Long-time followers of film noir will get all the influences and references being dropped during "Brick." Johnson was a huge fan of the Coen Brothers' "Miller's Crossing", which introduced him to the works of Dashiell Hammett since it was based on Hammett's novels, The Glass Key and Red Harvest. You can easily see touches of both of those quintessential detective yarns when Brendan attempts to play the opposing sides against one another.
The high school setting also gives us two surreal moments that would probably never come out of the pens of Hammett, Raymond Chandler, or James M. Cain. A blindfolded Brendan is taken to The Pin's home where he's beaten by Tug and locked in the basement. In the next scene, he's brought up to the kitchen where The Pin's mom fixes him juice and cereal. Later, Brendan comes to at Tug's place where he meets the tough guy's mob, a gaggle of white-trash goons in white t-shirts and blue jeans. It adds a bizarre sensibility to the film, along with a pinch of humor.
The video is presented in anamorphic widescreen with an aspect ratio of 1.85:1. The transfer is what you would expect from a release this recent. There's no murkiness or imperfections to the picture.
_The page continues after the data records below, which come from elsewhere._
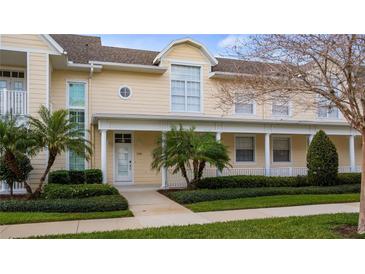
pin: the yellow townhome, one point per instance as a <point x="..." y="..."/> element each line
<point x="126" y="98"/>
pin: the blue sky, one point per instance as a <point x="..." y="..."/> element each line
<point x="216" y="43"/>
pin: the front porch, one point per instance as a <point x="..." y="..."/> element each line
<point x="254" y="149"/>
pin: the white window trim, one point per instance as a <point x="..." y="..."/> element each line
<point x="130" y="95"/>
<point x="132" y="156"/>
<point x="201" y="87"/>
<point x="339" y="114"/>
<point x="254" y="147"/>
<point x="290" y="147"/>
<point x="85" y="108"/>
<point x="281" y="115"/>
<point x="253" y="102"/>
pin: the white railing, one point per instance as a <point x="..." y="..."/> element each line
<point x="18" y="188"/>
<point x="14" y="101"/>
<point x="177" y="181"/>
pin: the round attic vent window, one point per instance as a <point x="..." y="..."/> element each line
<point x="125" y="92"/>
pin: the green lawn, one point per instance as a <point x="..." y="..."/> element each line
<point x="273" y="201"/>
<point x="309" y="227"/>
<point x="37" y="217"/>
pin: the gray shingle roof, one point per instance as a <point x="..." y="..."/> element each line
<point x="82" y="49"/>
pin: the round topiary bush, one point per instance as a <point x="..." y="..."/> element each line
<point x="322" y="160"/>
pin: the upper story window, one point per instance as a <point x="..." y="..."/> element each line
<point x="185" y="88"/>
<point x="280" y="109"/>
<point x="76" y="105"/>
<point x="244" y="107"/>
<point x="245" y="149"/>
<point x="281" y="149"/>
<point x="76" y="95"/>
<point x="326" y="110"/>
The audio is presented in Dolby Digital 5.1. The sound is crisp and clear which is to the benefit of such a dialogue-heavy film.
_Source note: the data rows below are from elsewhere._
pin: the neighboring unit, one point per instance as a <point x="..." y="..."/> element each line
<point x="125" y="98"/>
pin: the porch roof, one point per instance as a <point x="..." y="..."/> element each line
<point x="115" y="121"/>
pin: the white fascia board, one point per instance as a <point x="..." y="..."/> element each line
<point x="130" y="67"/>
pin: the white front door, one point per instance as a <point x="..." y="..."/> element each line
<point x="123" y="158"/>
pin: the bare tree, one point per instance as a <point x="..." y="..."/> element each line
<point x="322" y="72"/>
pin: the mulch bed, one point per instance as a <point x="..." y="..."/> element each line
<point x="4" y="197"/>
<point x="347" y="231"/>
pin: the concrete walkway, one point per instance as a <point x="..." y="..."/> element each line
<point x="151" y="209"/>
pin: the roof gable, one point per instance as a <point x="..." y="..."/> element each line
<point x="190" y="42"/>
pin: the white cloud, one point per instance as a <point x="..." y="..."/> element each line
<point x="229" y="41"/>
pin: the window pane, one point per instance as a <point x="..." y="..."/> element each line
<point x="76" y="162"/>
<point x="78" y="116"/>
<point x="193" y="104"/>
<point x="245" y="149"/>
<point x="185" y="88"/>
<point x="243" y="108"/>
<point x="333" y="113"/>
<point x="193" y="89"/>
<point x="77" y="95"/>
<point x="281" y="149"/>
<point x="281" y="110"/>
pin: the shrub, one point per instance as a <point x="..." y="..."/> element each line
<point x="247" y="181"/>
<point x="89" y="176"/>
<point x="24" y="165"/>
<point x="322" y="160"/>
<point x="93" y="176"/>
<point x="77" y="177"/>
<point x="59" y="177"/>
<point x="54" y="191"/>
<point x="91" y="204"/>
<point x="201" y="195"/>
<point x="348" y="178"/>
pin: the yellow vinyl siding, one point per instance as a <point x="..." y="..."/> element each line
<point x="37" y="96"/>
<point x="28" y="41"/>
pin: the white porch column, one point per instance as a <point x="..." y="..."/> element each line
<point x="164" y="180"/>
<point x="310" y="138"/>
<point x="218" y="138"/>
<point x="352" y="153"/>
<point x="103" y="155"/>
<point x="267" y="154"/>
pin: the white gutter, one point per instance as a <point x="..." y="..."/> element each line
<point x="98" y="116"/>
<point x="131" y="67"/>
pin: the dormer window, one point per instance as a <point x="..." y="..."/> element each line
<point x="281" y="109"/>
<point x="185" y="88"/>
The Inside Track: Casting the Roles of Laura and Dode feature short clips of Nora Zehetner and Noah Segen auditioning for their respective roles.
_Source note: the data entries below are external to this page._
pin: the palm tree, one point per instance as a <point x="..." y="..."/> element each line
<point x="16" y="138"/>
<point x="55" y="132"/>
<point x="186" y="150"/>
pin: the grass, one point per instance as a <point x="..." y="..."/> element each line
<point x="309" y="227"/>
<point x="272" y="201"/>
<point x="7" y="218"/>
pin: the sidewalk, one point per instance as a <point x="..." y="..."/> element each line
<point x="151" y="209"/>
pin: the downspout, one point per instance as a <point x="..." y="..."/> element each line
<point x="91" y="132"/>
There's a collection of deleted and extended scenes with introductions by Rian Johnson as he explains why they didn't make the final cut.
Finally, you get an audio commentary track with filmmaker Rian Johnson who discusses the genesis of this project and various aspects of making a feature film for the first time and on a low budget. He's joined at various points by Segen, Zehetner, production designer Jodie Tillen, and costume designer Michele Posch.
"Brick" isn't billed as "A Film by Rian Johnson", but as "A Detective Movie by Rian Johnson", which it most definitely is. Certainly, you might have to take a leap of faith in order to digest parts of the film. We never see the inside of a classroom once throughout the film. Not to mention, I doubt any high school student would ever in a million years say the word, "yegg." Yet, the story is incredibly rich and just so much fun that I was more than willing to put myself in their hands and just let them take me along for the ride. Films like "Brick", "Sin City", and "Kiss Kiss Bang Bang" have made me a happy noir junkie.